At a whopping metre high, Günther is a giant. An Arctic tundra willow, he’s a shrub lovingly named because in 2014, after years of work on Qikiqtaruk (Herschel Island), he was the tallest plant that University of Edinburgh scientist Isla Myers-Smith had ever seen. He’s also a harbinger of a green invasion: shrubs like birch, willow and alder are creeping their way polewards as the climate warms—and shoving aside weaker tundra-dwellers. How will Günther and co.'s northward march change the Arctic world? Scientists are still leafing through the data—but here’s who they think might be the winners and losers in the battles ahead. 

Winners:

Bigger: Following their noses, willow-eating moose are expanding their range northwards along with the shrubs. (Watch out Günther!)

Louder: Shrub-nesting songbirds like bluethroats may thrive as they find more places to nest and eat (bugs like shrubs too). Birds like the bristle-thighed curlew that rely on more open tundra may not fare so well.
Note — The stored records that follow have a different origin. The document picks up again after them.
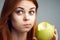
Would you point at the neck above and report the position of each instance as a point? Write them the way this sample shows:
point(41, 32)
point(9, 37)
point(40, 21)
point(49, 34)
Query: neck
point(19, 35)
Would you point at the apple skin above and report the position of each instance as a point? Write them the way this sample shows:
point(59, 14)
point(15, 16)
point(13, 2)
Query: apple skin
point(44, 31)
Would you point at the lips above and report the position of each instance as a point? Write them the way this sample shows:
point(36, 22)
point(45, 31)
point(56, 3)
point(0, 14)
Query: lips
point(27, 25)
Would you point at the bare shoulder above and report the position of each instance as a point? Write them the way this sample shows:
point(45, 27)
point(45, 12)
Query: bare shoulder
point(34, 38)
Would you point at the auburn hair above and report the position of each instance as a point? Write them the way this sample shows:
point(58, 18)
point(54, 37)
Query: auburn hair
point(8, 7)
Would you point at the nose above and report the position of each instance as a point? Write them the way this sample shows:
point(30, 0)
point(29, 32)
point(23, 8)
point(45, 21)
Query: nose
point(26, 17)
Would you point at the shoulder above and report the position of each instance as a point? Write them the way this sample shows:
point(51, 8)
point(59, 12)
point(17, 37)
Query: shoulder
point(34, 38)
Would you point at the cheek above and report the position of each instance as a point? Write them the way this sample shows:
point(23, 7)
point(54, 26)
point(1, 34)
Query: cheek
point(33, 19)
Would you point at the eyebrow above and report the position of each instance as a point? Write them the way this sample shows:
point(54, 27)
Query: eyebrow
point(23, 8)
point(32, 8)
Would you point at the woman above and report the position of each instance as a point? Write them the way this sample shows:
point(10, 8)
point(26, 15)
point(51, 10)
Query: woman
point(18, 20)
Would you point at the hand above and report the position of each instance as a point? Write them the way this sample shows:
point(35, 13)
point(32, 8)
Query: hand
point(55, 37)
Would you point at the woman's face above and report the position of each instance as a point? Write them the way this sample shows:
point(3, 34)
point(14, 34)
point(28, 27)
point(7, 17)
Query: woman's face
point(23, 16)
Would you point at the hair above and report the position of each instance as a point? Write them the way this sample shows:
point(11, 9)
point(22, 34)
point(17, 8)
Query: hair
point(5, 23)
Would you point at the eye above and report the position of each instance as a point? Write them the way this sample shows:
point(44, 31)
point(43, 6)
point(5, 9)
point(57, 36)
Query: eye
point(31, 12)
point(19, 12)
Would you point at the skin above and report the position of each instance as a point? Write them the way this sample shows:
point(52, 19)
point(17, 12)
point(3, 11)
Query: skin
point(22, 18)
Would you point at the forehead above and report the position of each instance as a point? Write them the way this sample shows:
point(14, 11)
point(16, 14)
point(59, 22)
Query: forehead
point(25, 4)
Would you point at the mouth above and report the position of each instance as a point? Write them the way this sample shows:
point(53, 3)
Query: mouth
point(27, 25)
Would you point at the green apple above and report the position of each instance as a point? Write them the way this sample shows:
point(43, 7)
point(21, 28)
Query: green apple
point(44, 31)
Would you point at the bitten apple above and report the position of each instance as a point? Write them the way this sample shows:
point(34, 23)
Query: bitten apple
point(44, 31)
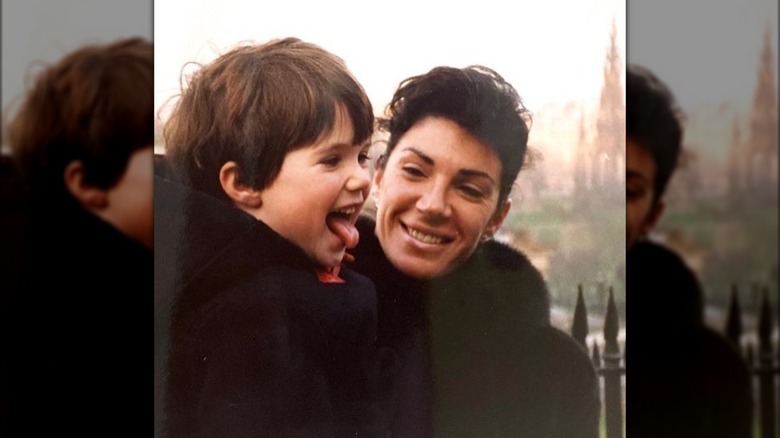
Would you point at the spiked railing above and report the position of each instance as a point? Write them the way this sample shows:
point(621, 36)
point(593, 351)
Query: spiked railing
point(764, 364)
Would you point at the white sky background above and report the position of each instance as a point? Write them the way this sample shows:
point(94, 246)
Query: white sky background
point(36, 32)
point(551, 51)
point(707, 51)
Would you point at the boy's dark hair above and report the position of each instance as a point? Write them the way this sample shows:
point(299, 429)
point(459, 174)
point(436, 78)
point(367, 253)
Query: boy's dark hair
point(476, 98)
point(654, 121)
point(254, 105)
point(96, 105)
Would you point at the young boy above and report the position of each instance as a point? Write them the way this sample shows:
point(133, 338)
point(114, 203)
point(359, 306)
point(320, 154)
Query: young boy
point(266, 164)
point(82, 140)
point(686, 379)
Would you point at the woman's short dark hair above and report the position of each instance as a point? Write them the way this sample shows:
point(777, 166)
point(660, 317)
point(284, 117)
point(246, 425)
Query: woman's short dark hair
point(654, 121)
point(476, 98)
point(96, 105)
point(254, 105)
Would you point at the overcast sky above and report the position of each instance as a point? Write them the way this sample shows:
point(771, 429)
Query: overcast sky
point(43, 31)
point(706, 50)
point(551, 51)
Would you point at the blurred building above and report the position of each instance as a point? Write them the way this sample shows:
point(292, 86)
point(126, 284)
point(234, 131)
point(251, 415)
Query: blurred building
point(752, 167)
point(600, 169)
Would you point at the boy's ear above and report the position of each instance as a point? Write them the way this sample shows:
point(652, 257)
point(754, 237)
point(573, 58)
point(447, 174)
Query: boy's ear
point(653, 217)
point(243, 196)
point(90, 196)
point(376, 185)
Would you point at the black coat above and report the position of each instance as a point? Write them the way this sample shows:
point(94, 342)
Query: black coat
point(684, 379)
point(78, 363)
point(255, 345)
point(476, 353)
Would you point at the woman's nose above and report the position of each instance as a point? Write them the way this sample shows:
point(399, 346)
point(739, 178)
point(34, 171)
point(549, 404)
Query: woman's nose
point(434, 201)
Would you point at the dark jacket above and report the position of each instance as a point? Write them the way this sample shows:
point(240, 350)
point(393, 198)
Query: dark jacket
point(255, 345)
point(684, 379)
point(79, 359)
point(476, 353)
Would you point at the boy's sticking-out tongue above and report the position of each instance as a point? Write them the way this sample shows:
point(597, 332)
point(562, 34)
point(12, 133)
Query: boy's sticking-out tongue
point(341, 227)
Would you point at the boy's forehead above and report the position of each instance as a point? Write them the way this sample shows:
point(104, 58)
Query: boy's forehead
point(639, 161)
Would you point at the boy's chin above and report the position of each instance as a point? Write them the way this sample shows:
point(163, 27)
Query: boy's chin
point(330, 260)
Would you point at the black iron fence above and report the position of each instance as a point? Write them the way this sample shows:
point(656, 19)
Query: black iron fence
point(764, 365)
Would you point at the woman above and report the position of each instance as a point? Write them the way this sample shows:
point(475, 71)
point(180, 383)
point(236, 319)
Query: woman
point(467, 317)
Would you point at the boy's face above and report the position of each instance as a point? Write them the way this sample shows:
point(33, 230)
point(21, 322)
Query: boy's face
point(642, 213)
point(317, 196)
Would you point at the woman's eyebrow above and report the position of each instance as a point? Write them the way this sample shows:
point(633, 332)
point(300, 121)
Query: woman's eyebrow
point(428, 160)
point(464, 173)
point(472, 173)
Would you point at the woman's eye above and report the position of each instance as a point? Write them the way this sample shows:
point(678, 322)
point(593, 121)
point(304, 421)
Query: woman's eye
point(472, 192)
point(412, 171)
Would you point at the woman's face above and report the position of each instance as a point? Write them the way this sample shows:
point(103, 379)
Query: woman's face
point(436, 197)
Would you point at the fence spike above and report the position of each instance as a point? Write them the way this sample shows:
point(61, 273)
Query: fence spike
point(596, 356)
point(579, 327)
point(766, 385)
point(734, 318)
point(765, 324)
point(611, 327)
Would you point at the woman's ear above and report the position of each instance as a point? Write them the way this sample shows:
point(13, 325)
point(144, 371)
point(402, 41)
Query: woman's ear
point(497, 220)
point(243, 196)
point(90, 196)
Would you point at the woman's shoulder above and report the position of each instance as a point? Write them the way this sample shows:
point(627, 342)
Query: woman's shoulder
point(506, 273)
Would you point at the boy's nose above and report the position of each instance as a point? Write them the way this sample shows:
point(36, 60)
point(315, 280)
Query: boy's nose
point(359, 180)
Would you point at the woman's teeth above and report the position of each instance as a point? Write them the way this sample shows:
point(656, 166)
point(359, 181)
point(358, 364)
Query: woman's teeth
point(425, 238)
point(347, 211)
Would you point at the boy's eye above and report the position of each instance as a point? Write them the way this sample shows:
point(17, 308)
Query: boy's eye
point(363, 158)
point(331, 161)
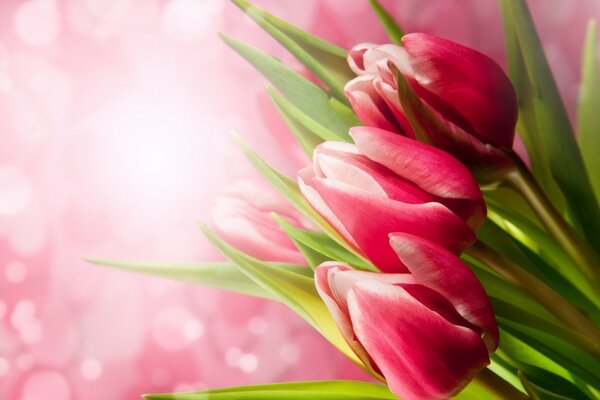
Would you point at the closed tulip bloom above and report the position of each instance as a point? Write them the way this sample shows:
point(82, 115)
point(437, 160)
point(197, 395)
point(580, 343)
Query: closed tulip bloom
point(242, 217)
point(470, 106)
point(428, 332)
point(387, 183)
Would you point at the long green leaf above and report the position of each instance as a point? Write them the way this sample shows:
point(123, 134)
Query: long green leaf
point(308, 131)
point(325, 60)
point(539, 242)
point(391, 27)
point(551, 127)
point(308, 97)
point(220, 275)
point(521, 350)
point(326, 390)
point(554, 387)
point(589, 109)
point(323, 244)
point(296, 291)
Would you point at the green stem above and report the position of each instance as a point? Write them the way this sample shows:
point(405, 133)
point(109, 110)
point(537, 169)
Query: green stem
point(587, 332)
point(523, 181)
point(498, 386)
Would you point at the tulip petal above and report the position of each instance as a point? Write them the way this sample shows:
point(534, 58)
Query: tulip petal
point(465, 86)
point(368, 219)
point(305, 183)
point(435, 171)
point(442, 271)
point(370, 108)
point(253, 231)
point(421, 354)
point(342, 162)
point(339, 311)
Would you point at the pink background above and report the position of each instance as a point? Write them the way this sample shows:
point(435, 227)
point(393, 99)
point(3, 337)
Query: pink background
point(113, 142)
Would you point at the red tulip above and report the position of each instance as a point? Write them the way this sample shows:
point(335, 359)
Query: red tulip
point(428, 331)
point(242, 217)
point(470, 106)
point(388, 183)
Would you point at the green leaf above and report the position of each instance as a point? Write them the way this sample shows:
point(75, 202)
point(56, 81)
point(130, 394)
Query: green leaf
point(496, 287)
point(325, 60)
point(308, 131)
point(301, 92)
point(391, 27)
point(521, 350)
point(588, 116)
point(296, 291)
point(538, 241)
point(543, 385)
point(508, 313)
point(326, 390)
point(536, 392)
point(549, 126)
point(220, 275)
point(324, 245)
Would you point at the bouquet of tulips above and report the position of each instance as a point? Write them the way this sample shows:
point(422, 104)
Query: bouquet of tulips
point(418, 242)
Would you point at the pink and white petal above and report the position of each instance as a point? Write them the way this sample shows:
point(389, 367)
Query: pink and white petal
point(464, 82)
point(356, 55)
point(306, 178)
point(389, 94)
point(434, 170)
point(369, 219)
point(421, 354)
point(342, 162)
point(438, 269)
point(250, 239)
point(338, 310)
point(370, 108)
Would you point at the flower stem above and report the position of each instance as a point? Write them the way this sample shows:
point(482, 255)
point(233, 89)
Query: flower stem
point(587, 332)
point(498, 386)
point(588, 261)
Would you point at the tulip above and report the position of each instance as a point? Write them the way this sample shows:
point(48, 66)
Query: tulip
point(242, 217)
point(469, 105)
point(428, 332)
point(387, 183)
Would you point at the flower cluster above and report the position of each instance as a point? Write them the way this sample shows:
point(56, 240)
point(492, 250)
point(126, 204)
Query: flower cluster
point(366, 243)
point(425, 323)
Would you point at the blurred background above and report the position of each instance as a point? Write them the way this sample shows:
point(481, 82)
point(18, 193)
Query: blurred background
point(114, 139)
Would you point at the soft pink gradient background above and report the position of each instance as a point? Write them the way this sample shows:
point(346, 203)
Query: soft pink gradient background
point(113, 141)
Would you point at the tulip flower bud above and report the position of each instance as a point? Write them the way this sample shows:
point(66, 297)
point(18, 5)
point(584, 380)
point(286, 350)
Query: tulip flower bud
point(428, 331)
point(388, 183)
point(469, 107)
point(242, 217)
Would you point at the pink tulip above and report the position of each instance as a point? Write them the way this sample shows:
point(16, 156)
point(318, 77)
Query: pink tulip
point(242, 217)
point(388, 183)
point(470, 106)
point(428, 331)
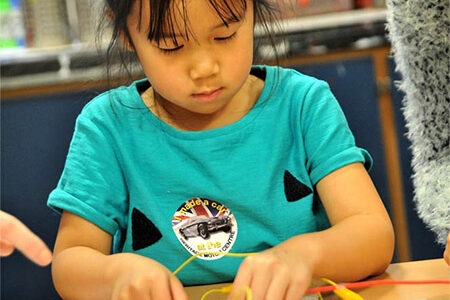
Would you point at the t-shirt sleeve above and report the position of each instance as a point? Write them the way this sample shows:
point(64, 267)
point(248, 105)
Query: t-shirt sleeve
point(92, 183)
point(329, 143)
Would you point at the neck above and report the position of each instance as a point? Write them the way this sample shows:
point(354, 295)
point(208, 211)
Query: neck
point(185, 120)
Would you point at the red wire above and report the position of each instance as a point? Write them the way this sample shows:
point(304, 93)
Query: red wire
point(361, 284)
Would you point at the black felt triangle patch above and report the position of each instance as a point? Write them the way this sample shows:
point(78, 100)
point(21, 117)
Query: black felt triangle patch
point(145, 233)
point(293, 188)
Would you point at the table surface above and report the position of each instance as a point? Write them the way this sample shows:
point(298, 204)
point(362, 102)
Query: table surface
point(434, 269)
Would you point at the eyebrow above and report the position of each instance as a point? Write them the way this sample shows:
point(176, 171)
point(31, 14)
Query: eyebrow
point(220, 25)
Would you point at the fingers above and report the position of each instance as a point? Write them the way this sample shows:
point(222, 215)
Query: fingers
point(447, 251)
point(271, 278)
point(177, 289)
point(15, 233)
point(243, 278)
point(6, 248)
point(162, 290)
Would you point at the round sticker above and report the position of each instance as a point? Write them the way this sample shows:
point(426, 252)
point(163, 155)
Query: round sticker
point(203, 225)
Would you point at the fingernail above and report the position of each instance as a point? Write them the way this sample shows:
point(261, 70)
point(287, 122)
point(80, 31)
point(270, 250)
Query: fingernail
point(45, 257)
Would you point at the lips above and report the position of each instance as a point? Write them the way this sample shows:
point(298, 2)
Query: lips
point(207, 96)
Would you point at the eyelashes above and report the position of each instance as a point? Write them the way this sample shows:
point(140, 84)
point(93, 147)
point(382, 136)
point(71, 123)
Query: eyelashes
point(219, 39)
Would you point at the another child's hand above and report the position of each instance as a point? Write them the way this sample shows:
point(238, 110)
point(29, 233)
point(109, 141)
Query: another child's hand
point(14, 234)
point(447, 250)
point(273, 275)
point(145, 279)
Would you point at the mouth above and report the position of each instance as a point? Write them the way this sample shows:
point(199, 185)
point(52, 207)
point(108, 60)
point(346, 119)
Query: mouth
point(208, 96)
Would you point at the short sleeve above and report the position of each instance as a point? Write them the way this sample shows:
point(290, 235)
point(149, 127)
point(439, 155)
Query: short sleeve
point(92, 184)
point(328, 141)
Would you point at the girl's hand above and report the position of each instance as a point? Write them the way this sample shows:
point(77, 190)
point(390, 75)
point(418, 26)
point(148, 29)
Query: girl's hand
point(145, 279)
point(273, 274)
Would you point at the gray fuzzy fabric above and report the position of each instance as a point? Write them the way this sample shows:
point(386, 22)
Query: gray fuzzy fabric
point(419, 31)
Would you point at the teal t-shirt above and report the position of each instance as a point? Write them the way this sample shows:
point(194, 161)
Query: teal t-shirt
point(245, 187)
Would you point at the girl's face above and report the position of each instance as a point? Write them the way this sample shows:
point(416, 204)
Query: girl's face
point(204, 74)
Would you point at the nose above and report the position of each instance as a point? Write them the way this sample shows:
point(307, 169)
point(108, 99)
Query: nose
point(204, 65)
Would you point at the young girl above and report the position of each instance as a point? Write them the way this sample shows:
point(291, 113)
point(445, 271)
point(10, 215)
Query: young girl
point(210, 153)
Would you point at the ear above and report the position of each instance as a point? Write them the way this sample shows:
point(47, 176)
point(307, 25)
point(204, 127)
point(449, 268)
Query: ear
point(126, 42)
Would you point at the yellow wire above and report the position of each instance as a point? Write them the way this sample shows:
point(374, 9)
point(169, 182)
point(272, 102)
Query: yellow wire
point(343, 292)
point(210, 292)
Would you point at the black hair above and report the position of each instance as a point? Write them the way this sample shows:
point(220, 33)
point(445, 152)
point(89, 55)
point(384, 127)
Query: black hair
point(162, 23)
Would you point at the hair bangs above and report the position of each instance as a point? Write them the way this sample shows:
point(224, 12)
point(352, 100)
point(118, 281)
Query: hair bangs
point(169, 19)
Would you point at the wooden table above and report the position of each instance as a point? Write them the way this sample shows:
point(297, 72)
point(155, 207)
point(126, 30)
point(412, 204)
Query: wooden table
point(435, 269)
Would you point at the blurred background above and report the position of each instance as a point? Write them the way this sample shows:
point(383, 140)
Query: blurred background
point(51, 65)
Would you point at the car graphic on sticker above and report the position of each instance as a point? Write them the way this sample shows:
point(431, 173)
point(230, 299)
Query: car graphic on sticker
point(203, 226)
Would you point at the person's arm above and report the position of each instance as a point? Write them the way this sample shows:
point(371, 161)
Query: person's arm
point(83, 268)
point(359, 243)
point(14, 234)
point(447, 250)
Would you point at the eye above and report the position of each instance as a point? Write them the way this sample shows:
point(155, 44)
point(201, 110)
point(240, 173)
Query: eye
point(169, 51)
point(227, 38)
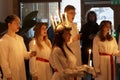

Faster: You might say shrubs are spreading like wildfire. Frequent shrub fires were a fact of life in the Arctic’s distant past, as revealed from up to 14,000-year-old pollen and charcoal layers preserved in lakes.

Arctic ground squirrels may have to watch their backs among the weeds.

Losers:

Slower: Lichen is likely to lose out as shrubs crowd its sun, space, and food. A quick word on lichens: they aren’t mosses or even plants, but a symbiotic partnership between algae or bacteria and fungus, eking out a living from rock minerals, air, water and sunlight. It’s no surprise they grow only a few millimetres every year—slowpokes compared with Günther’s marathon sprint of 20cm in just one summer.

Pickier: Lichen-loving caribou will see their preferred food crowded and shaded out—and no one
knows whether they’ll learn to love the newcomers.

Hungrier: Arctic ground squirrels prefer open habitats where they can spot potential predators. More shrubs may mean more time looking for danger and less time chowing down.